The Centre was a major sponsor and organiser of ICHEP2012, the international physics conference where CERN announced its Higgs boson discovery via two-way webcast with Melbourne.
Our international partners work closely with our chief investigators and hail from some of the world’s leading universities.
Our research programme includes:
- Searching for supersymmetry (SUSY)
- Searching for evidence of extra dimensions, and other exotic phenomena at the Terascale
- Searching for the origin of dark matter
- Searching for unknown forces of nature at the Terascale
- New computing techniques for LHC / ATLAS data analysis
- Being prepared for the unexpected
The broad questions we seek to answer
Our current understanding of matter and forces, at the fundamental level, is contained in the Standard Model (SM) of particle physics. The fundamental matter and force particles form a “Periodic Table” of the building blocks of the Universe. These observed patterns or symmetries have been key to the SM and many of its properties. However, the symmetries are not perfect. Some particles, such as the photon, are massless, while others, such as the electron, are massive. Particle masses vary over many orders of magnitude. A key goal of the Centre will be to discover the origin of mass and the symmetry breaking that generates this variety of masses for the elementary particles. The simplest of these, the Higgs mechanism, demands the existence of the now famous Higgs boson.
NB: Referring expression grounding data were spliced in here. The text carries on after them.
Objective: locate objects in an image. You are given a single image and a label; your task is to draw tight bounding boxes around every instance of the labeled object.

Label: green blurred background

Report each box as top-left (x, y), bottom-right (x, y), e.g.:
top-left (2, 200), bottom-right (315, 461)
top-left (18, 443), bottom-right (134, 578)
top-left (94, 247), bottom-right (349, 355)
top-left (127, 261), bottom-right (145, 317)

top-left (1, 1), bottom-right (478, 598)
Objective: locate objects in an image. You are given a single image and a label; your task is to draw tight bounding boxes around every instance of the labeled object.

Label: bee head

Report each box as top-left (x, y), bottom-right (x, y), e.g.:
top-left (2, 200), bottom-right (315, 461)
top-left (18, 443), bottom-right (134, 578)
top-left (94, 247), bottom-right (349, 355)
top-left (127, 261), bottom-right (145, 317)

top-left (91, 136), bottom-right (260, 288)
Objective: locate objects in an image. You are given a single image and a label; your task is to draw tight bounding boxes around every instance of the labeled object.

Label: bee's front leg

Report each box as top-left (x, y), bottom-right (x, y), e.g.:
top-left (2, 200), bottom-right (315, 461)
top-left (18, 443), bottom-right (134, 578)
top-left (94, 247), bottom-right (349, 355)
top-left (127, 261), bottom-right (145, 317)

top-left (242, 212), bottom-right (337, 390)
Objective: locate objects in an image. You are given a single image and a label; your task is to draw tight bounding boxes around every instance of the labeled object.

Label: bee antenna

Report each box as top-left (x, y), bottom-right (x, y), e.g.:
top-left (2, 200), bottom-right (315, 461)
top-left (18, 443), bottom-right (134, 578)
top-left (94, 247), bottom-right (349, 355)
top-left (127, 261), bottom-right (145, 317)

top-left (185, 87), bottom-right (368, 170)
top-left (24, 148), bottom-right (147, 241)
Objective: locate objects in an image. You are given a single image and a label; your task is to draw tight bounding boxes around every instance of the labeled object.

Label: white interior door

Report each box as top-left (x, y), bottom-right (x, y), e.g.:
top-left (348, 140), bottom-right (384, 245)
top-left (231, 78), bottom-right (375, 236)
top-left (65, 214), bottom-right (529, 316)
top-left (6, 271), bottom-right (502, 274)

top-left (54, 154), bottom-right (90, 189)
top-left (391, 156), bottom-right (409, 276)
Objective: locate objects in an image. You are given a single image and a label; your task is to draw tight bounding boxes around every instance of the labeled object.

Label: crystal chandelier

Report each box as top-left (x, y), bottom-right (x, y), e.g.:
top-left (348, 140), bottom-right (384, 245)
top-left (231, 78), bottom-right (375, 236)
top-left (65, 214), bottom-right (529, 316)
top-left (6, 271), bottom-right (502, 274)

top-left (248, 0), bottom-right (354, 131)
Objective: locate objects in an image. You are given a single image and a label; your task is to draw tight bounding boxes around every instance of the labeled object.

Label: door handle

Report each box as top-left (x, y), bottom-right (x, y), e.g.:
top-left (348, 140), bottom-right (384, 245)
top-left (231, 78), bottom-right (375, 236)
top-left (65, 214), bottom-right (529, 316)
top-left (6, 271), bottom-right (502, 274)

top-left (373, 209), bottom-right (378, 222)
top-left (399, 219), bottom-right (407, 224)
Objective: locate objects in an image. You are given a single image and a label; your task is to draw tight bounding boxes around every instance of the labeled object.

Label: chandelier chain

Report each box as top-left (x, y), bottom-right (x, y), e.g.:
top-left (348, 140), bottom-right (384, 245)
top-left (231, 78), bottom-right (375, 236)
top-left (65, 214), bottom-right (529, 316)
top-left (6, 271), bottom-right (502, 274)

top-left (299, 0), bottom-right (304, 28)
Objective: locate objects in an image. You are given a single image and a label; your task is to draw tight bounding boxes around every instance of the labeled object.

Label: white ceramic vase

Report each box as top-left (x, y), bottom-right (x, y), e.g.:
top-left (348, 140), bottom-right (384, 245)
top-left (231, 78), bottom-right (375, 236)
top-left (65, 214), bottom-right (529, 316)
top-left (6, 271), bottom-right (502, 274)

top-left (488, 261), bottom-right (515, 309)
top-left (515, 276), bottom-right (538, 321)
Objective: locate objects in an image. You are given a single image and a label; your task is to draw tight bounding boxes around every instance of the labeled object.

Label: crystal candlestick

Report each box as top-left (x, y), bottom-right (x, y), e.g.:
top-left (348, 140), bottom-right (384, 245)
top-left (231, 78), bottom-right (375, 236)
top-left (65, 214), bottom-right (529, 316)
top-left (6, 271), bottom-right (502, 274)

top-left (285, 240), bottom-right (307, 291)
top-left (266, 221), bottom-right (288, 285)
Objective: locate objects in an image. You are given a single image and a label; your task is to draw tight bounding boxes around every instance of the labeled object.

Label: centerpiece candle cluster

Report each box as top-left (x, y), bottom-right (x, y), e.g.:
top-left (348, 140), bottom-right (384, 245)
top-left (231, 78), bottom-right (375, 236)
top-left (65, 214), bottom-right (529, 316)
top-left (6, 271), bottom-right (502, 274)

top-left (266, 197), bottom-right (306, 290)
Through their involvement in the giant ATLAS experiment at the LHC, the Centre’s researchers will search for the Higgs boson and for answers to many other profound questions. We will probe important extensions to the SM, including new symmetries such as supersymmetry (“SUSY”) and the existence of extra dimensions of space-time. This involves both gathering the data from ATLAS and interpreting that information in light of our current theories.
In parallel to the SM, a “standard model” of cosmology has emerged, leading to the astounding conclusion that only 4-5% of the Universe is made of the “normal” matter so well described by the SM. Approximately 23% of the Universe is made of “dark matter”, which interacts via gravity, but otherwise remains unknown to us; even stranger is the remaining 72% that results in the accelerating expansion of the universe - dark energy. A feature of extensions to the SM such as SUSY is the prediction of dark matter particles at the terascale that would be discoverable at the LHC. Our research program will draw together the SM and the new standard model of cosmology, leading to a genuine understanding of the nature of dark matter.
The main questions at the frontiers of particle physics can be summarised as follows:
- What is dark matter and dark energy?
- How is gravity incorporated into the Standard Model? Can all the particles and interactions be described by a single Grand Unified Theory?
- How do quarks bind to form protons, neutrons, pions and other hadrons?
- How do neutrinos gain mass and why are those masses so small?
- Why is the universe filled with matter but essentially no antimatter?
With theoretical and experimental physicists working together, the answers to these questions can be answered.